1967 War Anniversary: What Kind of Review is Needed?

  • 5 June 2007

Today is the 40th anniversary of what the Arab media has termed as the “June 67 setback,” when Israel launched a war against three Arab ountries—Egypt, Syria and Jordan—and was able to occupy Arab lands. Israel had annexed these territories, in addition to the Arab lands it had already occupied at the founding of its state on May 15, 1948—which is known as the “Palestinian catastrophe.”

This year, this painful reminder has received due attention from the media, maybe because it comes at a time when the Middle East is witnessing critical developments. These developments are ominous in nature and question the region’s ability in solving many of its chronic, inherited problems—especially the continuous floundering peace process that is suffering from Israel’s continuous intransigence and its refusal to agree to a just settlement based on legitimate Arab rights.

Meanwhile, the Arab League has appealed to the Arab world to observe a minute of silence today for the souls of the martyrs who fell in the “1967 June War.” It has also asked relevant Arab organizations around the world to write letters to the UN Security Council to remind it of the Arab lands that are still under Israel’s occupation, and are subject to the ever-expanding Israeli settlements, in order to show the international body that the Arab world has not forfeited its legitimate rights. In a related development, the Palestinian government also announced a series of activities that Palestinian organizations and foreign organizations supporting it would observe on the 40th anniversary of Israel’s occupation of the West Bank.
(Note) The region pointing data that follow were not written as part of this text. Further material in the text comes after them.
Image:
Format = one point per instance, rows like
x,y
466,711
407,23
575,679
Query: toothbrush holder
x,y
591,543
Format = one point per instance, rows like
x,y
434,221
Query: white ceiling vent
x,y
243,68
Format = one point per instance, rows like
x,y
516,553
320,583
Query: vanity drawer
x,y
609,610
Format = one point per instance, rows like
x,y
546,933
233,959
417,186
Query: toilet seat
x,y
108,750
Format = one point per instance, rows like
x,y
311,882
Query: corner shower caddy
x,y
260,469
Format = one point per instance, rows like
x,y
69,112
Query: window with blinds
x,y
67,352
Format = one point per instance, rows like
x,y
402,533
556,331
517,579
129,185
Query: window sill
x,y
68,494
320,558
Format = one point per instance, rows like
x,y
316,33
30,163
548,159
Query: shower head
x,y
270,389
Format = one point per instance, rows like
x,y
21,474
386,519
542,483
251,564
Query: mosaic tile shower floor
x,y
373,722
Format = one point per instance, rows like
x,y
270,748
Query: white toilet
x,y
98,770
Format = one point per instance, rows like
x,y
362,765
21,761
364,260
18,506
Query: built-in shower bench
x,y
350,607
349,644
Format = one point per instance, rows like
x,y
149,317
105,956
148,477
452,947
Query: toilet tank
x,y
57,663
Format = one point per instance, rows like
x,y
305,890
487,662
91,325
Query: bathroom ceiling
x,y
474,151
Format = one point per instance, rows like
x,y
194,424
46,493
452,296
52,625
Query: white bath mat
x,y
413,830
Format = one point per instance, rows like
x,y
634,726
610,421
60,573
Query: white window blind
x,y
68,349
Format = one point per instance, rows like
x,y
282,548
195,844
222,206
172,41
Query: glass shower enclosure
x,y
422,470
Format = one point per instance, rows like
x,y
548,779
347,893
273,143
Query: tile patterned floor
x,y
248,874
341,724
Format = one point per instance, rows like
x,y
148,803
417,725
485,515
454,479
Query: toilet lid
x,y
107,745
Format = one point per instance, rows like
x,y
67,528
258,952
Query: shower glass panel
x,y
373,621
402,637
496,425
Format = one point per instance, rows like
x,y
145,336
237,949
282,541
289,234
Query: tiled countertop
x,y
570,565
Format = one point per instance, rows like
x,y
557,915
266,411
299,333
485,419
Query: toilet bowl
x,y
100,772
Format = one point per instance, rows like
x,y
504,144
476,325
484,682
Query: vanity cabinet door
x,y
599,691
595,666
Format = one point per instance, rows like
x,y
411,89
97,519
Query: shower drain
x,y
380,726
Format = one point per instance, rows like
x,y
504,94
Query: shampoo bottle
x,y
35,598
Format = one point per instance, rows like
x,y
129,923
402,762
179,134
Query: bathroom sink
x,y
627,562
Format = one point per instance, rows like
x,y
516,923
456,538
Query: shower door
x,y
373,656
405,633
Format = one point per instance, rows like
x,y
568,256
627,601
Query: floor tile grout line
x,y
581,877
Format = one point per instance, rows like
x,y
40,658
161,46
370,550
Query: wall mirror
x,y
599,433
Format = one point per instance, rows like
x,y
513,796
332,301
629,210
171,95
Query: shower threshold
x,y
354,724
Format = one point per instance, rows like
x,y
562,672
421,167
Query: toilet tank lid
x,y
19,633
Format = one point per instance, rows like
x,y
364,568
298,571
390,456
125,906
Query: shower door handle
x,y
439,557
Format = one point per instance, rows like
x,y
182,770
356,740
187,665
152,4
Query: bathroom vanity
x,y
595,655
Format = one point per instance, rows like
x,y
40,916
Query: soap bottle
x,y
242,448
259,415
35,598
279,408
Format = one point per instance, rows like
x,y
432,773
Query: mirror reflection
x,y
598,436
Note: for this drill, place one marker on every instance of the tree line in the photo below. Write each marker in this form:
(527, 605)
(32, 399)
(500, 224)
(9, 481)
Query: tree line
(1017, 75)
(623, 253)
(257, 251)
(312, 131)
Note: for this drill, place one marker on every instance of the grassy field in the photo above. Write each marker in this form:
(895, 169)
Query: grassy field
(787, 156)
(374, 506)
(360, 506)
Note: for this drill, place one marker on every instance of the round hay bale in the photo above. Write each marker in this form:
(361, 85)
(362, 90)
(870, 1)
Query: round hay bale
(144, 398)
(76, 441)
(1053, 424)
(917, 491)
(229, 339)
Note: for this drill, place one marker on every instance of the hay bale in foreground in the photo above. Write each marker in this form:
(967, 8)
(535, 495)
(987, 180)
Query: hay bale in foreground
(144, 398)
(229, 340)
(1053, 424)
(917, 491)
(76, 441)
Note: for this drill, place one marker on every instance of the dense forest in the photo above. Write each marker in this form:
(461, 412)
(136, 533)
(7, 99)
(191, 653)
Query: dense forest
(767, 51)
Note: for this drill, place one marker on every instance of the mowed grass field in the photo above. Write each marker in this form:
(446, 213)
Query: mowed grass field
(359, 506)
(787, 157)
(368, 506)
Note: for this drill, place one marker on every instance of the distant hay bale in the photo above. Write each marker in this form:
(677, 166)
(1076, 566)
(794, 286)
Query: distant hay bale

Undoubtedly, these ceremonies and activities are of great significance. Still a more meaningful and valuable commemoration would require a realistic revision of the major problems that could improve the Arab situation and rid it of its shortcomings and differences, which caused the defeat of 1967 in the first place. These weaknesses could be overcome by activating Arab cooperation in all fields and in a manner that would promote a regional coalition of Arab countries that exerts pressure in the international arena, in a world where large coalitions have become an essential feature.

The significance of this revision assumes greater importance in the wake of the escalating problems facing many Arab countries, and the multifarious threats to Arab national security. These problems and dangers are considered a strong reason for overcoming inter-Arab disputes and for creating a truly Arab coalition that could become a shield and a reference for all Arab countries.